RAID is a technology that uses multiple physical disk drives to protect data from a single disk failure.
The purpose of RAID is to ensure that at the time of failure, there should be one copy of data which should be available for immediate use. In some cases the Teradata systems are pre-configured with RAID 1. Before we learn about RAID 1 and how it works, let’s understand the types of RAIDs.
RAID 0 consists of striping (dividing data into blocks), without mirroring (duplicate) or parity (backup). The data blocks are stripped into different blocks and stored on different disks. This result into assured read/write operations on multiple disk and thus improves the performance as Teradata can access the data parallel.
For RAID 0 at least 2 disks are compulsory.
Below diagram shows how the block gets distributed:
When any data come from the AMP the data is divided into blocks such as A, B, C, D, E, F. Now these data blocks go to different disks, as shown in diagram. Only 1 copy of data block is available, hence RAID 0 is not recommended for critical systems.
- RAID 0 offers great performance, both in read and writes operations. There is no overhead caused by parity control.
- All storage capacity is used, there is no overhead.
- The technology is easy to implement.
- RAID 0 is not fault-tolerant. If one drive fails, all data in the RAID 0 array are lost. It should not be used for critical systems.
- Should only be used for data that changes infrequently and is backed up regularly.
RAID 1 (Mirroring):-
RAID 1 consists of duplicating the data block on two drives. It should be used for very critical data only, as the space requirement increases due to data been stored twice on the disk.
Following diagram depicts the data storage in RAID 1 technique:
We can see that every block (A, B, C, D) is duplicated in different disk drive. You need at least 2 drives to implement RAID 1. By default Teradata implements this technique.
- It is a very simple technology and efficient too.
- If any failure occurs the access to data does not get affected, as copy of data is available.

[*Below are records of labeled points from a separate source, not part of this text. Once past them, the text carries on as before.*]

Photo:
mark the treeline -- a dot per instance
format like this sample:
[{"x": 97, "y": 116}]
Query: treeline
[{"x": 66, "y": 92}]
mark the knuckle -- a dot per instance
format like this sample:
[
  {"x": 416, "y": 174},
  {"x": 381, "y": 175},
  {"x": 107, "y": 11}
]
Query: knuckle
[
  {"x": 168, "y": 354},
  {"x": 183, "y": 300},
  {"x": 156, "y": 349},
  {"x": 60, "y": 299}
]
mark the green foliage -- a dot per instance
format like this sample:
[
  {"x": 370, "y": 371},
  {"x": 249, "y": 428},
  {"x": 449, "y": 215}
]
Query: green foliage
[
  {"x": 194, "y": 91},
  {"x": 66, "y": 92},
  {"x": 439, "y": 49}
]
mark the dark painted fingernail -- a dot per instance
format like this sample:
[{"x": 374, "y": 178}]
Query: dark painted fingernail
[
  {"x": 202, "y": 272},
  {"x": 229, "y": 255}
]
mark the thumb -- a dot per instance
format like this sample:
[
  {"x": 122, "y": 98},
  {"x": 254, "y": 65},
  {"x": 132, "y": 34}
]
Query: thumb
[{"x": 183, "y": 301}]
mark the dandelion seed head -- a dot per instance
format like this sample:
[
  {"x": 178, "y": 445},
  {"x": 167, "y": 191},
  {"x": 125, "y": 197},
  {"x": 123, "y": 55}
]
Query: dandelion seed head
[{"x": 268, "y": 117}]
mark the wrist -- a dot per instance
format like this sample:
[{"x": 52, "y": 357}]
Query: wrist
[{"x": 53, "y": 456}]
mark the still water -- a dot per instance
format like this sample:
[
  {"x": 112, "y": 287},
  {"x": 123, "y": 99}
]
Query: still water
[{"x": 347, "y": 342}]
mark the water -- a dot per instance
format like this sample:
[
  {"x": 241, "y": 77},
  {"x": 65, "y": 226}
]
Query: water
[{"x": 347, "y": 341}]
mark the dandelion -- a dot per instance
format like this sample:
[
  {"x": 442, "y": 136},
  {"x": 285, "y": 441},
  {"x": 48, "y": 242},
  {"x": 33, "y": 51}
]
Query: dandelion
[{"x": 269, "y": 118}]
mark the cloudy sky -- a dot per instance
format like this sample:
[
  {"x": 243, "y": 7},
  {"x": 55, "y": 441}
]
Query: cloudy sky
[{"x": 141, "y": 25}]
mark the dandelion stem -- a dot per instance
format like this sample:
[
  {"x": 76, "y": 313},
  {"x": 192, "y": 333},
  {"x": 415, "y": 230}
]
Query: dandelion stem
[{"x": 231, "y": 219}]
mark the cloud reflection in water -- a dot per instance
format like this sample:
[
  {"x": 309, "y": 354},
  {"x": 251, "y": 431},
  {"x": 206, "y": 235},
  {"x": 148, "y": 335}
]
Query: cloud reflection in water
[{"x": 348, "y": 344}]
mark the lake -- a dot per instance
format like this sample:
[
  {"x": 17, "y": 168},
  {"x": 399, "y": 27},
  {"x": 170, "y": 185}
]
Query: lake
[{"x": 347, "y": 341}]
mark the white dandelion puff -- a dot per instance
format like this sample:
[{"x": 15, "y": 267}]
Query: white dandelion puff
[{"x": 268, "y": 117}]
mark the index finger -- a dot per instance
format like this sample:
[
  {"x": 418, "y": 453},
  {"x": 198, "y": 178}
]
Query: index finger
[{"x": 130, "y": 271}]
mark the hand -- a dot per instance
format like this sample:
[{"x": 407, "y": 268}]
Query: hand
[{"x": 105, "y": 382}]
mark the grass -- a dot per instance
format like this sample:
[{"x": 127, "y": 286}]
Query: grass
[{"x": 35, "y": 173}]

- It offers good speed at read/write as compared to single disk operation.
- The main disadvantage is that storage space increases as data is duplicated and stored twice.
This level is based on striping with parity. Parity is the computation in which the data from 2 drives is stored together on the third one as a backup.
The same technique is used in RAID 5 technique.
Let us understand the concept with some diagram.
As we can see from the above diagram, the data is striped into 3 blocks. Each block is placed on different disks and the backup of all is stored on some other disk. Thus, for all the data in Block A1, A2, A3 a Parity A is maintained which can be used at the time of failure in any of the drives.
Thus it helps in restoring the data back at the time of fault.
- Read operations are very fast.
- Even if any of the drives fails, you still can access the whole data from the parity.